Sunday’s Obituary~Dr. Cornelius Kollock


Dr. Cornelius Kollock
    b. Dec. 7, 1824
d. Aug. 17, 1897
bu. St. David’s Cemetery 

Dr. Cornelius Kollock was born 7 December 1824 in Marlboro County, South Carolina. He was a son of Oliver Hawes Kollock and Sarah James Wilson. At the age of seventeen he was admitted to Brown University. It was at Brown University that he met his future wife Mary Henrietta Shaw.  She waited patiently for 6 years until his graduation to marry him. He studied medicine at the University of Pennsylvania in Philadelphia. After graduation in 1848, he spent 2 years in Paris studying under the great surgeon of that era, Gerhard, Michel and Ricord and others.  

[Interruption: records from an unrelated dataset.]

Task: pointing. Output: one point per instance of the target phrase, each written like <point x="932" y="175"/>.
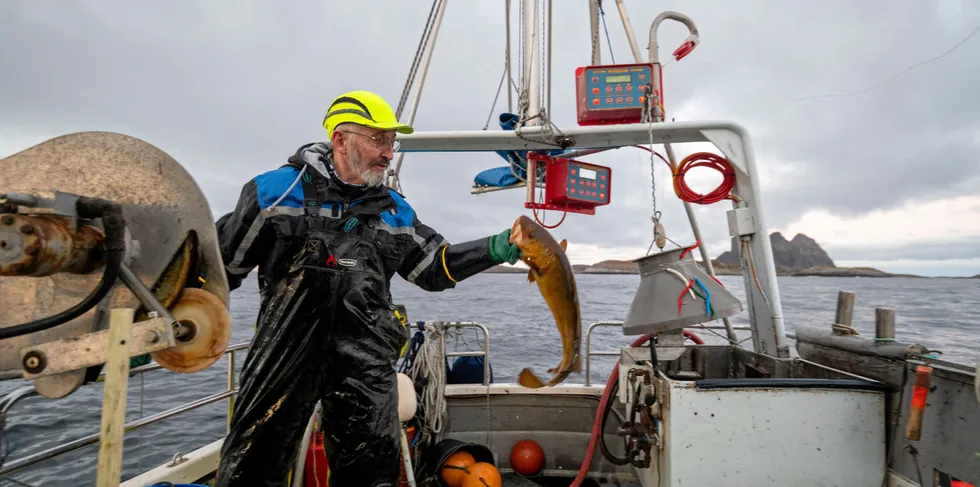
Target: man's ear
<point x="339" y="141"/>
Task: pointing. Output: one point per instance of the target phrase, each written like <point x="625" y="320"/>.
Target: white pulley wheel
<point x="209" y="325"/>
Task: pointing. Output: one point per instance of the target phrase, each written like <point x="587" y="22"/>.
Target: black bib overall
<point x="328" y="333"/>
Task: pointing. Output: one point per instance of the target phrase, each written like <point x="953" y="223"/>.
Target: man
<point x="327" y="238"/>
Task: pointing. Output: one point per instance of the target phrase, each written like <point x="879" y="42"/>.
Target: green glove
<point x="503" y="251"/>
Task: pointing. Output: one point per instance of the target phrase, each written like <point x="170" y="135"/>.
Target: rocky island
<point x="801" y="256"/>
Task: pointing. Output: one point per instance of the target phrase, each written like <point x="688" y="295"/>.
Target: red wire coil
<point x="709" y="160"/>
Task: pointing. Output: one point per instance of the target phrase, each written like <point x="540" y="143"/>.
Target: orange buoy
<point x="527" y="458"/>
<point x="455" y="468"/>
<point x="482" y="474"/>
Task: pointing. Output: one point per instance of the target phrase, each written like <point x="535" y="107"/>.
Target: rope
<point x="602" y="15"/>
<point x="430" y="363"/>
<point x="412" y="71"/>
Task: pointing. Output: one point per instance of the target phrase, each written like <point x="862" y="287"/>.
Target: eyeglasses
<point x="379" y="142"/>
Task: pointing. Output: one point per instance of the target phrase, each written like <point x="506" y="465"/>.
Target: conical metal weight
<point x="663" y="278"/>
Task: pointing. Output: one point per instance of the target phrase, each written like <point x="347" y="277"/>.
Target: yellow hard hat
<point x="363" y="108"/>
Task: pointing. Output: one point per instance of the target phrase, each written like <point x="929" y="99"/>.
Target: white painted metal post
<point x="658" y="88"/>
<point x="531" y="68"/>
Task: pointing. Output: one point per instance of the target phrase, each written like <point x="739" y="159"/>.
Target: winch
<point x="95" y="222"/>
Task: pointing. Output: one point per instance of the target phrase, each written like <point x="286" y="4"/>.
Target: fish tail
<point x="576" y="363"/>
<point x="529" y="380"/>
<point x="559" y="377"/>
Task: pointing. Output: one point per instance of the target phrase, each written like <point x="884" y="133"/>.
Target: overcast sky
<point x="887" y="178"/>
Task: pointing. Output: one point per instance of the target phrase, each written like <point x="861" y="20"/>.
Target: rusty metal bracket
<point x="92" y="349"/>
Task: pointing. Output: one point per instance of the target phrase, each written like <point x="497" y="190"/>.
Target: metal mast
<point x="393" y="181"/>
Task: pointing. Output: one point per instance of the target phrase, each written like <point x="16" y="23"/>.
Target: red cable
<point x="704" y="159"/>
<point x="597" y="424"/>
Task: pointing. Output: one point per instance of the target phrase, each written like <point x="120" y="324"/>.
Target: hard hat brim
<point x="396" y="126"/>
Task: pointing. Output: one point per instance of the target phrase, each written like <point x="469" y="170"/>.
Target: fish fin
<point x="529" y="380"/>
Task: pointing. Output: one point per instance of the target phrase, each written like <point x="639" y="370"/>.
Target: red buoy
<point x="527" y="458"/>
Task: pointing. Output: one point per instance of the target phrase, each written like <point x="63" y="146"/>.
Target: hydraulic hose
<point x="611" y="384"/>
<point x="115" y="247"/>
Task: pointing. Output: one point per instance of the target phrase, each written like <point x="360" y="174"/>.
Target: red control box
<point x="573" y="185"/>
<point x="611" y="94"/>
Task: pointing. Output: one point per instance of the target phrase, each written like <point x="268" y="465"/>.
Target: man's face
<point x="369" y="151"/>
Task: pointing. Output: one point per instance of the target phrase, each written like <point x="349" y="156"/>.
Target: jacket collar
<point x="318" y="157"/>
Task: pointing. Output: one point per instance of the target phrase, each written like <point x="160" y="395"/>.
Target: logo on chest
<point x="350" y="224"/>
<point x="333" y="261"/>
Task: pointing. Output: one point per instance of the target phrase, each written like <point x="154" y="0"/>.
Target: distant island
<point x="801" y="256"/>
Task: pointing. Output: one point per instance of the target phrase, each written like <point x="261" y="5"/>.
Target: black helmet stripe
<point x="354" y="101"/>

In January 1856 Dr. Kollock , The Rev. Alexander Gregg, W. L. T. Prince, Henry McIver met at the Gregg home and organized the Cheraw Lyceum.
He served with the Medical Department of the Confederate States Army as a civilian volunteer. He and his wife went to Richmond in June 1861 and stayed for 3 months. He was there during the first battle of Manassas (21 July 1861).
Dr. Kollock died on 17 August 1897 and was buried in St. David's Episcopal Church Cemetery.

 Death of Dr. Kollock

Death of Dr. Kollock
Charleston, Aug. 17. – A special to The news and Courier from Cheraw announces the death of Dr. Cornelius Kollock, one of the most eminent physicians in the State and an authority on abdominal surgery. He was born in Cheraw in 1824; graduated at Brown University and in medicine at the University of Pennsylvania; studied in Paris under Velpeau and others; married Miss Mary Henrietta Shaw of Boston.1  

I do not have any information suggesting that Dr. Kollock cared for any of my kinfolk during his practice from 1851 till 1895; but, there is a high probability that some of them were under his care.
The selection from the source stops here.